As the price of the bunker fuel that transports those ice creams sticks to customers around the world tracks soaring world oil prices, the distance between your factory in Dalian and North American kids lining up at their neighborhood ice cream store becomes more expensive every day.

When the price and availability of energy start to dominate your business plan, you say goodbye to your inexpensive Chinese labor force, and pack up and leave.

Of course, not everybody can leave. Those that stay are bracing for what China's Electricity Association is warning will be the nation's largest power shortage in years this summer. As many as 20 provinces and territories have already been put on power rationing, including the country's industrial heartland.

The provincial government in Zhejiang, a manufacturing hub close to Shanghai, has notified 44 major industries about limits on their power consumption. Companies that exceed these limits face prohibitive power tariffs that would threaten much of the region's low margin manufacturing. The story isn't any different in Guangdong, south China's manufacturing hub. Its industries must also cope with limits on power usage.

It won't be long before all that power rationing starts to curb economic growth, particularly in the power-intensive centers of China's industrial production such as aluminum and steel.

The failure of regulated power prices to keep pace with soaring world coal prices lies at the heart of the China's power crisis (as well as in similar power crises sweeping neighboring India and Pakistan). Chinese power prices have gone up as little as one tenth of the rise in world oil prices.
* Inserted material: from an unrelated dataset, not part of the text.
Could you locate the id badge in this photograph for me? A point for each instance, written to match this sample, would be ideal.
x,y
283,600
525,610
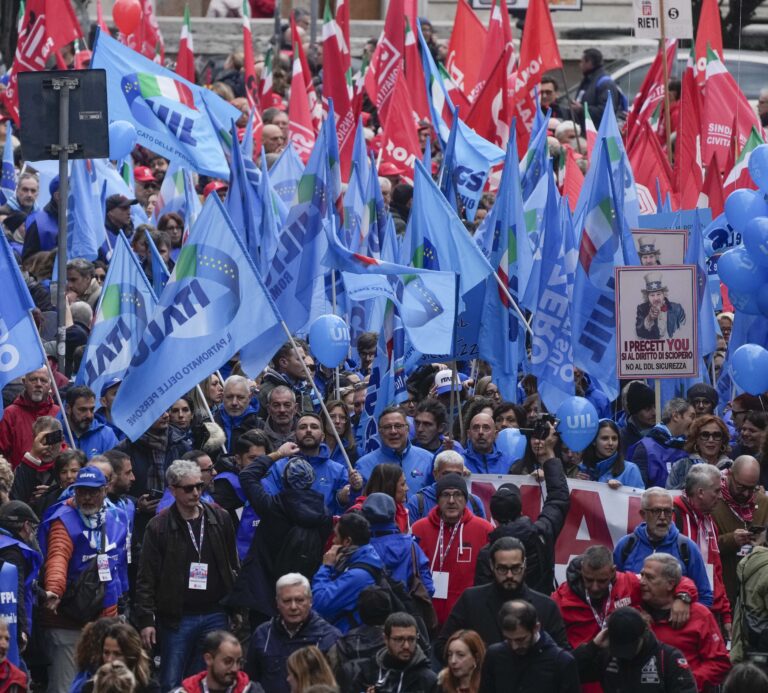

Not only is this practice economically untenable for coal-fired power generators, which supply over three quarters of China's power, but it encourages unsustainable rates of coal consumption. Last year, the power hungry Chinese economy burnt a staggering 3.2 billion tons of coal.

Beijing has already warned the country may soon hit peak coal production, forcing greater reliance on ever-more costly imports. In the meantime, China has banned the export of diesel fuel, which may soon be needed for power generation.

As China's power crisis worsens this summer, look for more firms such as Global Sticks to relocate production and come back home.